General Mills is shutting down its in-house innovation studio, G-Works, and halting new investments through its venture capital arm, 301 Inc.

About 40 employees at the Golden Valley-based food company will lose their jobs as a result, per a source close to the situation.

G-Works — which built up small brands via teams of "founders" — has been a pipeline of new products for General Mills since launching in 2019, with teams expected to develop $100 million businesses within five years, an astounding pace for packaged food.

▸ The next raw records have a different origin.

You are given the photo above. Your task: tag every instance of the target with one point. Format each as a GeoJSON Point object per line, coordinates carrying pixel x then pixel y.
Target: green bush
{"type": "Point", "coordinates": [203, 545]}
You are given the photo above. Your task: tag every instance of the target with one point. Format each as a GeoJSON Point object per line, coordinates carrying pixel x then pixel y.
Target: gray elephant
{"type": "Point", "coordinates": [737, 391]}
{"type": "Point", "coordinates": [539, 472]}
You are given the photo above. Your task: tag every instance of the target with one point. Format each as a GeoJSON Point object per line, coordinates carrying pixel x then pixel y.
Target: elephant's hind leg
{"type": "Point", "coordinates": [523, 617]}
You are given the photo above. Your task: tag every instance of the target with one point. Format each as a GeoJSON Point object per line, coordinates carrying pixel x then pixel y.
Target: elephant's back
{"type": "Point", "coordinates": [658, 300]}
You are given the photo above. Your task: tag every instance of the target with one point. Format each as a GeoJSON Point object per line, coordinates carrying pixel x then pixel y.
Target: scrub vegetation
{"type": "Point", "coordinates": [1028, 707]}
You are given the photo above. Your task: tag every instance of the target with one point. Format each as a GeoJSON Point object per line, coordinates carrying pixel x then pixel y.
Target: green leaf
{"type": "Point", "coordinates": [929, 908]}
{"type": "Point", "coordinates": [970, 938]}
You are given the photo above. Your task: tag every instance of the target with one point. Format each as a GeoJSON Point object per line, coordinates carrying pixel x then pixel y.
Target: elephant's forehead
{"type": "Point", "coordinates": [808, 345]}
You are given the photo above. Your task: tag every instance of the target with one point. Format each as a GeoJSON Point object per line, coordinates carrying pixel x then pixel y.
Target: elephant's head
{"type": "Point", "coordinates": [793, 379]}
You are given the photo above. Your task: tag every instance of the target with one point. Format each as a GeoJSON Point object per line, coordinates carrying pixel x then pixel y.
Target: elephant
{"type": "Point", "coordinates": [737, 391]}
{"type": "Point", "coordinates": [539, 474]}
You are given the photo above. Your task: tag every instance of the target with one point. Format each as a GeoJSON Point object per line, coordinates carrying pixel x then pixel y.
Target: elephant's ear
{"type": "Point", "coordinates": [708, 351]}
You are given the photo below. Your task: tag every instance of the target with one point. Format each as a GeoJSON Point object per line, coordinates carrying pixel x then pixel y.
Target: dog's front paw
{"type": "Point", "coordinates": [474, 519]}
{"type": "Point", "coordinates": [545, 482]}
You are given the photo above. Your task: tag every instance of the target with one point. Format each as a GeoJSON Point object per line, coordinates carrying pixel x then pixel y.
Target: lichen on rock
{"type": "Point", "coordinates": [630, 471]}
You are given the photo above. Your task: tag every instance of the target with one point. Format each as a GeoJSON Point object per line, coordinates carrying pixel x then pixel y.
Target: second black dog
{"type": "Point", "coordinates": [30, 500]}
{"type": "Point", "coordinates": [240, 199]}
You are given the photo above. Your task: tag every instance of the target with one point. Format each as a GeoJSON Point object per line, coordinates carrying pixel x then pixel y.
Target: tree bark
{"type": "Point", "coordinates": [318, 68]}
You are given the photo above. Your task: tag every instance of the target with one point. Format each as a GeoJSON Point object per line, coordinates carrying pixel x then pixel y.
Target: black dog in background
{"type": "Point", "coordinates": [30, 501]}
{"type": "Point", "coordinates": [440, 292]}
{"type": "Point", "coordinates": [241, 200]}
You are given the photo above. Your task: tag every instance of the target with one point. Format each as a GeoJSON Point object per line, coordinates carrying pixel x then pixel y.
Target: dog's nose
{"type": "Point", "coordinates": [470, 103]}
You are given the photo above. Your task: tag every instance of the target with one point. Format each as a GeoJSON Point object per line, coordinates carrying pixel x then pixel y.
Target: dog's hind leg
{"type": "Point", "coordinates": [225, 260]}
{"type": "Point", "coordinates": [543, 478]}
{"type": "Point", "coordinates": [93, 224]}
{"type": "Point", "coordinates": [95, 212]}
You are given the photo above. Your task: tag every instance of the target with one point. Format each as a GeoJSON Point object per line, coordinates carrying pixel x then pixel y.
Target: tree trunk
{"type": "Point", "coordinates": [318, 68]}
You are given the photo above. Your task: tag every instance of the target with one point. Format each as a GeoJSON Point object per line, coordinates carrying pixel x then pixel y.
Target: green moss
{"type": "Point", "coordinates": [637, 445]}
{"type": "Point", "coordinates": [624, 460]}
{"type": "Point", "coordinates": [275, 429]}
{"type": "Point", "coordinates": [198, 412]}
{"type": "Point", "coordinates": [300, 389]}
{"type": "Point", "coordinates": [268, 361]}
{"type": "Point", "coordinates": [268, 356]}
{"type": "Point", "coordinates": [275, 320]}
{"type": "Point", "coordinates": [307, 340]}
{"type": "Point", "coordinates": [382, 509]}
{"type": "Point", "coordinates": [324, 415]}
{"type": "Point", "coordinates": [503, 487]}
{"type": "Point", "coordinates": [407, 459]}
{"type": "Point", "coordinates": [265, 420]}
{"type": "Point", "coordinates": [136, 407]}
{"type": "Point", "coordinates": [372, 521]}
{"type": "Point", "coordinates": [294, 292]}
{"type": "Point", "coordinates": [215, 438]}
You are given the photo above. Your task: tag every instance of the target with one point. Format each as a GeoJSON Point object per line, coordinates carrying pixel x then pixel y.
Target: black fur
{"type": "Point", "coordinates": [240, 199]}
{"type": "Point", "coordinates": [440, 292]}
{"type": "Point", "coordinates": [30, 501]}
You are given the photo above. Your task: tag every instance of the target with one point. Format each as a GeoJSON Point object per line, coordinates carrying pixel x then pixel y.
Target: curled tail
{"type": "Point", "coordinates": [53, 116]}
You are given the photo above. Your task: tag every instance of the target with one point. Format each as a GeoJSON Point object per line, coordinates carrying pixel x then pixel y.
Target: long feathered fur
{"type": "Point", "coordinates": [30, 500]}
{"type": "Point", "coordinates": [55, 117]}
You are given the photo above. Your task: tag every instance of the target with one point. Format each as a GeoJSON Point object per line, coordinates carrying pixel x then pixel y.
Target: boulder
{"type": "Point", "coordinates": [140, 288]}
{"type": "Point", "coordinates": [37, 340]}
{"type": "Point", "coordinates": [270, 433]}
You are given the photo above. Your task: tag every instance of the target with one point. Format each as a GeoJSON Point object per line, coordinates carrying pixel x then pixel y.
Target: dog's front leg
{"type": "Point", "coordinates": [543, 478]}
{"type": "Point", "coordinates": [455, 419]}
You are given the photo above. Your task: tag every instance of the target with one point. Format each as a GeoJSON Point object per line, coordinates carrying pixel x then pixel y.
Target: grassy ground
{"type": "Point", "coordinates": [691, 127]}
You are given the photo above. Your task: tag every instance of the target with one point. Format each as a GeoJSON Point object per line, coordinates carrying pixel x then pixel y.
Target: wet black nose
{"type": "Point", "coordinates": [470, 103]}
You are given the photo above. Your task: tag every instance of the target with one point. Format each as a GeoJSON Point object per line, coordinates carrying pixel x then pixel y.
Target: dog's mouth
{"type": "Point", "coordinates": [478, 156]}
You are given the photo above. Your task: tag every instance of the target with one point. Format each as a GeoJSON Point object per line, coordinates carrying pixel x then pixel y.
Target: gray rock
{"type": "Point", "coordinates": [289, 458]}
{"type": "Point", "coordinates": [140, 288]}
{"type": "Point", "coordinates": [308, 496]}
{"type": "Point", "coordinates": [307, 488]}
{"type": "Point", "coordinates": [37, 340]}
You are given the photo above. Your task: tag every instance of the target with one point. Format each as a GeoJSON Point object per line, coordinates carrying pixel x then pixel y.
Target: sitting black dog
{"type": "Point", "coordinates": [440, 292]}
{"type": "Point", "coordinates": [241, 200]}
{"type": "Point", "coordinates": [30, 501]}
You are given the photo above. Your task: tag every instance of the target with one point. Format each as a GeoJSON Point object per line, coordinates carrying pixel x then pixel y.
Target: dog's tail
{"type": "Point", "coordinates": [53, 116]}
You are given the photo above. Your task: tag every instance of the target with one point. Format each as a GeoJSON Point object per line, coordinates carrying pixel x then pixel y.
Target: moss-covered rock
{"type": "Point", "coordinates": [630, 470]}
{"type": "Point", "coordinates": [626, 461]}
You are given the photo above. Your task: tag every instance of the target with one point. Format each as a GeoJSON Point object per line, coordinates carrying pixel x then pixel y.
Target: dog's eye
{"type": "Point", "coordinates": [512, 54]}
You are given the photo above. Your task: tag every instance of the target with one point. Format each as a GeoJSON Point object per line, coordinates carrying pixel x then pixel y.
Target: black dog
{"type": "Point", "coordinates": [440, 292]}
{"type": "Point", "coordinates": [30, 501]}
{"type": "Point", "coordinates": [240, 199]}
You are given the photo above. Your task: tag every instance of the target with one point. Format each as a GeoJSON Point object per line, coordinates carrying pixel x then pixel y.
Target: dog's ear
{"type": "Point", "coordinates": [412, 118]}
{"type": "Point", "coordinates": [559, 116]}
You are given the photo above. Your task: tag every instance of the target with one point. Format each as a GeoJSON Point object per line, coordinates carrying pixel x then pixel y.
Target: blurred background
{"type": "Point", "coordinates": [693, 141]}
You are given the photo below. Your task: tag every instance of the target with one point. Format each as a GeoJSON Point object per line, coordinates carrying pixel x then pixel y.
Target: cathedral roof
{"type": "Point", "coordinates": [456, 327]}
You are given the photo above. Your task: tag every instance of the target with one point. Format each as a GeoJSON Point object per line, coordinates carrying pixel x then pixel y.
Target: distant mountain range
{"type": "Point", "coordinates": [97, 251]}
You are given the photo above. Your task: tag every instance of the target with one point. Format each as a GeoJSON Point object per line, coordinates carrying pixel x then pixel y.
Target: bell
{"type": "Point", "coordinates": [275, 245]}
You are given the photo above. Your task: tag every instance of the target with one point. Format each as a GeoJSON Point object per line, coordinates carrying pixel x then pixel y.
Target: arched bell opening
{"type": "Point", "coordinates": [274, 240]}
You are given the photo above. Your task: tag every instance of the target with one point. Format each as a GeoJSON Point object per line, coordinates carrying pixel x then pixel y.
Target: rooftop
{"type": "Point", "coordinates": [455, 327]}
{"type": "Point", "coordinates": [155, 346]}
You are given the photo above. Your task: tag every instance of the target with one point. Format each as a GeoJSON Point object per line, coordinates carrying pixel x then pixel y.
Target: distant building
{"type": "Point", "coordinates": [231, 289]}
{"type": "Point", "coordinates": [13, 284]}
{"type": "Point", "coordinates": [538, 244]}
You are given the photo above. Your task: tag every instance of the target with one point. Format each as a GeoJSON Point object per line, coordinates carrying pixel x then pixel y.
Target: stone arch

General Mills originally founded 301 Inc. as an internal product incubator in 2012 but eventually shifted toward investing in promising external brands.

"We've introduced a new Strategic Growth Office and are adjusting how we pursue new growth initiatives," General Mills spokeswoman Chelcy Walker said in a statement. "As part of these changes, we are discontinuing our G-Works program, and we are pausing additional investments through 301 Inc. for the foreseeable future. This does not impact Carbe Diem, Fera Pets or our current 301 Inc. portfolio."

Low-carb pasta brand Carbe Diem, a G-Works product, is still on the schedule to appear at the nation's largest food trade show, Expo West, this week. But Kristen Harvey — who became managing director of 301 Inc. last fall after Johnny Tran left to pursue his own startup — had a Startup CPG-hosted webinar with food entrepreneurs this past Thursday abruptly canceled amid General Mills' shifting strategy.

Beyond Carbe Diem, other G-Works brands include low-sugar snack-maker Good Measure and the short-lived Bold Cultr, which made lactose-free dairy products.

Current 301 Inc. investments include PetPlate (a meal-delivery service for dogs), pollination tracking firm Bee Hero and meat-free startup Everything Legendary. The most recent investment was in Keychain, a supply-chain company, late last year.

Company leaders told the division in a meeting last week that headwinds in the broader food industry necessitated the closure of the in-house incubator, a source said.

Toopan Bagchi, a PepsiCo and Quaker Oats veteran who now runs Starship Advisors, said he has seen the innovation pendulum swing like this before.

"I think what you find at large companies, the internal innovation is always challenged," he said. "It never gets big enough to move the needle fast enough."

Already, G-Works and 301 Inc. have bounced around from a "disruptive growth" team to the Gold Medal Ventures umbrella in recent years. Gold Medal Ventures kicked off in 2023 and focuses on "growth equity."

General Mills is facing pressure to cut costs as it and other food companies struggle to deliver consistent growth. Analysts are predicting General Mills might lower its financial outlook when it announces its quarterly earnings later this month.

"You need a healthy core, and it makes sense to focus there first," Bagchi said. "The rest is icing on the cake."

General Mills did not give further details about the new strategic growth office.

"Innovation is central to our Accelerate strategy," Walker said in the statement, referring to the company's five-year-old corporate strategy.

Just last month, CEO Jeff Harmening touted the company's innovation achievements, though he largely highlighted new iterations of the company's existing billion-dollar brands like Cheerios and Old El Paso.

"We've been able to step up our contribution from innovation in recent years, including net sales from new product innovation up nearly 20% so far this year," Harmening said at an investor conference. "And we're excited about our innovation pipeline, including several launches that have the potential to be significant growth contributions."